Clowning around at Halloween could give employers a headache

Clowning around at Halloween could give employers a headache

clown

My daughter came home from school two days ago and told me that killer clowns were on the loose. Having calmed her down, I started thinking: what would happen if one of my clients made the call to me to say, “I have an employee who has been arrested for dressing up as a clown, what should I do?”

The “killer clown” craze has been inspired by pranks in the United States aimed at scaring children and adults alike. It is not just dressing up as a clown, individuals are going out to purposefully scare others. A number of arrests have been made in the UK and police are warning Jersey residents that if you see a “killer clown” or those taking the Halloween festivities too far (like egging properties) you should report the incident. Further, if you join in with these “pranks”, you could be committing a criminal offence and may be arrested.

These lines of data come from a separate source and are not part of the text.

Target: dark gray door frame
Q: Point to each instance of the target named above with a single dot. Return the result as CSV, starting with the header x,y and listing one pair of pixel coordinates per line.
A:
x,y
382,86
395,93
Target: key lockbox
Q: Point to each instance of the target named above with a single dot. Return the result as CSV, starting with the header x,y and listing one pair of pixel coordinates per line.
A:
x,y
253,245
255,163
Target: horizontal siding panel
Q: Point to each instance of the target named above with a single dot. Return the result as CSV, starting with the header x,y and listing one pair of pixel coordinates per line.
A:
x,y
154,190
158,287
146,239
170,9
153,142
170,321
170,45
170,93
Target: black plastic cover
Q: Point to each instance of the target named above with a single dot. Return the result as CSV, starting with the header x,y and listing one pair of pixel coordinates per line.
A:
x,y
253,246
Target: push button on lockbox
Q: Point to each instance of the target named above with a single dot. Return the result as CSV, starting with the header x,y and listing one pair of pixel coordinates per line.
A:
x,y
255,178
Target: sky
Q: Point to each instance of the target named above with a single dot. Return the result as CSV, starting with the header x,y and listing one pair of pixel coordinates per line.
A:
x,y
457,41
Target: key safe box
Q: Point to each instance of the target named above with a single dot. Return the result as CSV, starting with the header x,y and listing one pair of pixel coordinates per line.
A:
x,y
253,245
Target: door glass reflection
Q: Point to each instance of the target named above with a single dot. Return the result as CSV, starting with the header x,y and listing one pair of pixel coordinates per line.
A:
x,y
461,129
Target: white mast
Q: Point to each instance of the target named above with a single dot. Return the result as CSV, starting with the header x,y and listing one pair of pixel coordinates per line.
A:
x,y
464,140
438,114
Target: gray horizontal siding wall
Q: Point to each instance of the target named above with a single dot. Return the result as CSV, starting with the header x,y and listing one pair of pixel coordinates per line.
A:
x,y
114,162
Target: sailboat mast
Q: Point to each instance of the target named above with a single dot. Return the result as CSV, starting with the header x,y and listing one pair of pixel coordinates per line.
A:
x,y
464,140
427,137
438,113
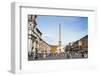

The general steps an employer should take if an employee is arrested, whether for drink driving, “clowning around” or serious sexual assault, are:

  • Do not panic! Do not make any rash decisions, like terminating employment, just to get them “out of your hair”;
  • Listen to your employee: conduct a reasonable investigation. Maybe they were in the wrong place at the wrong time, or maybe it was more serious? You need to gather as much information as possible about the arrest, circumstances, possible charges, and the employee’s immediate future. If the employee is in custody, then consider how you will be able too conduct a reasonable investigation, and remember that being in custody is not an automatic reason to dismiss an employee;
  • Question suspension: consider whether it is appropriate to suspend the employee while the investigations are ongoing. This will depend on the allegation and the type of work the employee does. You should confirm the terms of the suspension in writing and review these at regular intervals. Remember, a suspension does not mean they must not come to work. You may have the ability under your policies to suspend for certain areas of work only;
  • Make a decision: once the investigation is completed is there a case to answer and, if so, invite your employee to a disciplinary hearing. Remember, the employee may be in custody so special arrangements may need to be made for the meeting to be conducted.

We work with clients to ensure that they take all the necessary steps to remain compliant with both the employment law and the codes of practice when dealing with a disciplinary process. We provide clients with the relevant paperwork, the right advice and assist with the practicalities and commercial constraints within which our client works.

If you are not a client yet, we can help you, too, by ensuring your policies and procedures are up to date. Ideally, in a case such as an employee being arrested, giving you the express right to dismiss where the employee is convicted of a criminal offence.

So, consider your role in society by reporting these “killer clowns” for the sake of my 7 year old and, as an employer, do the right thing by your employees by taking the right advice.